Portolan Chart of the British Isles f. 5
Cartographer: Conte Freducci
Medium: Ink and pigments on vellum
This is a portolan chart showing the British Isles. It is taken from a bound atlas bearing the inscription ":I H S: Conte Freducci Anconitano: la fatte: nel anno: Mo CCCCCoVIII" suggesting a date of 1508. Portolan charts take their name from the Italian ‘Portolano’, meaning a written description of Catalan and Italian ports along a coastline. The first portolan Charts date from the late 13th century and represent an important change in the use of maps and charts. Until this point, most maps had held a religious significance and purpose, such as the medieval mappa mundi which was based on theological beliefs. The portolan chart contrasts with this tradition as they are based on direct observation and first hand experience and have a practical purpose.

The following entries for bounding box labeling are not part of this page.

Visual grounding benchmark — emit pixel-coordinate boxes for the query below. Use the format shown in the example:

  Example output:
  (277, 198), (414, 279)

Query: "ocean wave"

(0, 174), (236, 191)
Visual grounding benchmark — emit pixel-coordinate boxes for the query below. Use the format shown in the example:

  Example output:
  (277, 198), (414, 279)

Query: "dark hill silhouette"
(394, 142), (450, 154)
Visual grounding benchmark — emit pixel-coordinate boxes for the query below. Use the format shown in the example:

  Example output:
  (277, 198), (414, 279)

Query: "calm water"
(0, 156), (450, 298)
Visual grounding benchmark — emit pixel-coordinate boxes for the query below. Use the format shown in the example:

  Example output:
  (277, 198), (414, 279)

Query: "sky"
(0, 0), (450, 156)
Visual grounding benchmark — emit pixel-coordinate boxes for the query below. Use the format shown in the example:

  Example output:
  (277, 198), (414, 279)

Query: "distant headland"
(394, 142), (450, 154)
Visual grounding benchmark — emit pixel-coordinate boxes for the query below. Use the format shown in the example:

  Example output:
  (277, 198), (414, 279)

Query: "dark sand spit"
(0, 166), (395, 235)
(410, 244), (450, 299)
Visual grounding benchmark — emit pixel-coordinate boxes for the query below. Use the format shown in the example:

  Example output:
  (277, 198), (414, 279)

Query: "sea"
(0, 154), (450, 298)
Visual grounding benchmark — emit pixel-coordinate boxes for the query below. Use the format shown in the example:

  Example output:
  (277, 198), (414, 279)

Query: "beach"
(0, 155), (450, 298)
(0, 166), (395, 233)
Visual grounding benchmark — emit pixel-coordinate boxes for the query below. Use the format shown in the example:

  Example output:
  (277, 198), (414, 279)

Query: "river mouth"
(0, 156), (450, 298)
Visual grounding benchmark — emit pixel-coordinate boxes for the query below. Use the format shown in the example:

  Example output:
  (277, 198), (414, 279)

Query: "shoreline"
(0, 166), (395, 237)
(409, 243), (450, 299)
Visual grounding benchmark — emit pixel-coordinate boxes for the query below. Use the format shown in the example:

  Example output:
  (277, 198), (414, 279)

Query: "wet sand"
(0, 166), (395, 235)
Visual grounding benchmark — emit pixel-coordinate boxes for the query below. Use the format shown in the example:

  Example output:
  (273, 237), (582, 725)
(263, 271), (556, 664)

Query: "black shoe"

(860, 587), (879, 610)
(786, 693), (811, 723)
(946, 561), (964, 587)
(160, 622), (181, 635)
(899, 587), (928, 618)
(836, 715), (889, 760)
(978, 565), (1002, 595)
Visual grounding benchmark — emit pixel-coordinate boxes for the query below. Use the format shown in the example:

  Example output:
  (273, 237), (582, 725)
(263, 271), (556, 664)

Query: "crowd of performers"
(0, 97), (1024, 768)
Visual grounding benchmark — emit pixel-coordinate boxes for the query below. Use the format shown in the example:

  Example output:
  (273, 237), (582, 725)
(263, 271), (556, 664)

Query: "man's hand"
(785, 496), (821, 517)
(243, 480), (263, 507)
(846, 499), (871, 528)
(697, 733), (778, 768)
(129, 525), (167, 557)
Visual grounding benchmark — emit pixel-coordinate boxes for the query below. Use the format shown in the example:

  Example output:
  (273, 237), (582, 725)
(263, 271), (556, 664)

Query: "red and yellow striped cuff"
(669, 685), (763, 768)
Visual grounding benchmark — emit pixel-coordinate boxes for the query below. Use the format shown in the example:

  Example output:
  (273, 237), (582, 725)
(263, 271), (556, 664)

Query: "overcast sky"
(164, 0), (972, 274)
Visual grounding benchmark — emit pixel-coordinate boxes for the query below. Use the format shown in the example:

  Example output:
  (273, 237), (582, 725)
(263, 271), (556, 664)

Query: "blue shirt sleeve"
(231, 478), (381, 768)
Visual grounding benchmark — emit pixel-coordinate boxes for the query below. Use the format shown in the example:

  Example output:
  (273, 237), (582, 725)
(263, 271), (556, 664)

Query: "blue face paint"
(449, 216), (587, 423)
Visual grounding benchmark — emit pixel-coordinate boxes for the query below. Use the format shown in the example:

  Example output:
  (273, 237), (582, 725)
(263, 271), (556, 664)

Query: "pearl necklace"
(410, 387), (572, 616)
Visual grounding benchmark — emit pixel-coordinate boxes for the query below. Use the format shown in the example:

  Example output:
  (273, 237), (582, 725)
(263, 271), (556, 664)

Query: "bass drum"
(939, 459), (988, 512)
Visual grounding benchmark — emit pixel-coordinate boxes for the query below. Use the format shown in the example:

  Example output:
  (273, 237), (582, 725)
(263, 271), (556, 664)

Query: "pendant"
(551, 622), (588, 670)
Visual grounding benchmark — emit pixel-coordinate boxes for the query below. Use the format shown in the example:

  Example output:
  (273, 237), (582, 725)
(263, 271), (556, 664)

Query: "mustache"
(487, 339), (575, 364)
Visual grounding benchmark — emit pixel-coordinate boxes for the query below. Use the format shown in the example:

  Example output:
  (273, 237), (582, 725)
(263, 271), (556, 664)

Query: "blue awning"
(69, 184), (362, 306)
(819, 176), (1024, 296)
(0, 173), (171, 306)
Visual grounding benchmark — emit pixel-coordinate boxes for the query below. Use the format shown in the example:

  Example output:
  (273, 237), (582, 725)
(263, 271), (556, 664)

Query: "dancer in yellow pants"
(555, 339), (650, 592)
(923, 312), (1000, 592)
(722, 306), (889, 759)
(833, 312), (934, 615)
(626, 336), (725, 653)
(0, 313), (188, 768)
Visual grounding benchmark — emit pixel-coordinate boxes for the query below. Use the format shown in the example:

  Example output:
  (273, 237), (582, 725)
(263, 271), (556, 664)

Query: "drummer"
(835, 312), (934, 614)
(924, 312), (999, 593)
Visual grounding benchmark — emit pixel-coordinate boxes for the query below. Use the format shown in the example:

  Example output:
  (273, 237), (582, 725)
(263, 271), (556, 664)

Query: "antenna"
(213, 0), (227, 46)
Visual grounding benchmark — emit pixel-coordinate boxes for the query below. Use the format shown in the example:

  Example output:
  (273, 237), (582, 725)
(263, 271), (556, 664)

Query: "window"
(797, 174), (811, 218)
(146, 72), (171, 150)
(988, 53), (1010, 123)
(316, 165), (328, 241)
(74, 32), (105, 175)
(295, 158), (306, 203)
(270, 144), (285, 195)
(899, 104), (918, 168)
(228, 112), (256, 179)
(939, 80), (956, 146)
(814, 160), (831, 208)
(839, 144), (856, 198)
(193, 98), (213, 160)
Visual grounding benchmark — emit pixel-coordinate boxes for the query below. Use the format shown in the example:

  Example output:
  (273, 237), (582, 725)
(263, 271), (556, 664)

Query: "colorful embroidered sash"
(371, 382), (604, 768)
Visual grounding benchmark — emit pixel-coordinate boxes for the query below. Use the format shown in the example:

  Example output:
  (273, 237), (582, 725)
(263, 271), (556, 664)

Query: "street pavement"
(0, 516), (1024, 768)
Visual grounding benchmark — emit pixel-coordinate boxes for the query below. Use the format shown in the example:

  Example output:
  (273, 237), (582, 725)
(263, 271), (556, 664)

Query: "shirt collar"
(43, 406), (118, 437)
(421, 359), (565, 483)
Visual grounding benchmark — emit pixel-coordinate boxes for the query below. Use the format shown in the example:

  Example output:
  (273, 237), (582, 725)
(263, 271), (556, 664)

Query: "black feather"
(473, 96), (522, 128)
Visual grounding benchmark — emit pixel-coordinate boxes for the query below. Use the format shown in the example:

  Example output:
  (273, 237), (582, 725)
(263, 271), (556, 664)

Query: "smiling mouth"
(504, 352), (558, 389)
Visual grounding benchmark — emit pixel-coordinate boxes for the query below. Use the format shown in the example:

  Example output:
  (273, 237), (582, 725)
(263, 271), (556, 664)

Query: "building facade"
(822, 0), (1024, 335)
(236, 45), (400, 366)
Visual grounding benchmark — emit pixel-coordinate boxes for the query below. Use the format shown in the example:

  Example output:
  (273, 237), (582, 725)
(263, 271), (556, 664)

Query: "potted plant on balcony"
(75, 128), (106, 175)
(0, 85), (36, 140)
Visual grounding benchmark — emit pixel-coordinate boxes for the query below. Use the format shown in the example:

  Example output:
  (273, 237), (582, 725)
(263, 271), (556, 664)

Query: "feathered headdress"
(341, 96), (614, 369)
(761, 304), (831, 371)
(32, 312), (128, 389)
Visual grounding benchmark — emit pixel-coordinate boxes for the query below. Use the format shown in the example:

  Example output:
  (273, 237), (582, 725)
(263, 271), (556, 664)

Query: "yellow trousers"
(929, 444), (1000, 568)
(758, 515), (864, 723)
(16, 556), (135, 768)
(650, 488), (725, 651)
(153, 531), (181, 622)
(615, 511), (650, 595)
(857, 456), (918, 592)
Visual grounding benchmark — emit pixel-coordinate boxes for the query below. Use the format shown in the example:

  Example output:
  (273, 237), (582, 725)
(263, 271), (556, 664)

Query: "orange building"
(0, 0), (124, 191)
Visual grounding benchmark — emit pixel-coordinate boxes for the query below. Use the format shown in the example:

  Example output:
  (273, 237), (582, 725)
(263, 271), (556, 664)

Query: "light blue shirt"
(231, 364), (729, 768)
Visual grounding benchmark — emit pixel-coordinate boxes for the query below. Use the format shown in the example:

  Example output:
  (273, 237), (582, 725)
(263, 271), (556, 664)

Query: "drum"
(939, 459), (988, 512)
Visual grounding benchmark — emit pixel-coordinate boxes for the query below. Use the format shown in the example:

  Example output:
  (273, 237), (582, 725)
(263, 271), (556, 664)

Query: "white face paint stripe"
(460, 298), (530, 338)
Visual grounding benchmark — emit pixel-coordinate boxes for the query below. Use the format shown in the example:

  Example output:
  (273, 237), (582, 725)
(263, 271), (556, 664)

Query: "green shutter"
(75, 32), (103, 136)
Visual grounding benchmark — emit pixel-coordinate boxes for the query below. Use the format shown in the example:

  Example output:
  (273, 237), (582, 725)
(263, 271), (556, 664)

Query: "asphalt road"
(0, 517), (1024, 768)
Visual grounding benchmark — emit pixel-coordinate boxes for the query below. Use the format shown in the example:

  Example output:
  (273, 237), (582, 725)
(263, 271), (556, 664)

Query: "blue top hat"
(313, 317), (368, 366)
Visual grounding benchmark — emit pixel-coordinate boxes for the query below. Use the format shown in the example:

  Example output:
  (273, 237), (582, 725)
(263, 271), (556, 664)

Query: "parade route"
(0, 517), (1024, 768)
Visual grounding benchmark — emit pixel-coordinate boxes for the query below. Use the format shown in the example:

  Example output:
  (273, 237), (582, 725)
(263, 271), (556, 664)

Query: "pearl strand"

Reflecting their use by sailors they note only coastal locations, omitting most of the internal detail of the land. Place names are written at right angels to the coast, the more important ports in red ink. The lines which cover this and all other portolan charts are lines of constant bearing known as rhumb lines. These radiate from compass roses and allow the sailor to plot a course from harbour to harbour using dividers and straight edge. This portolan shows a pre 1550 representation of the British Isles, in that it does not includes an indentation on the coast of Wales, that would reveal knowledge of the Bay of Cardigan. Scotland is presented as an island linked by a small bridge of land to England. This is an invention of the chart maker Benincasa Grazioso which was copied and adopted by other cartographers of the period and beyond. Ireland is shown with the detail of the Purgatory of St Patrick included. This was a fabled internal lake populated by many tiny islands.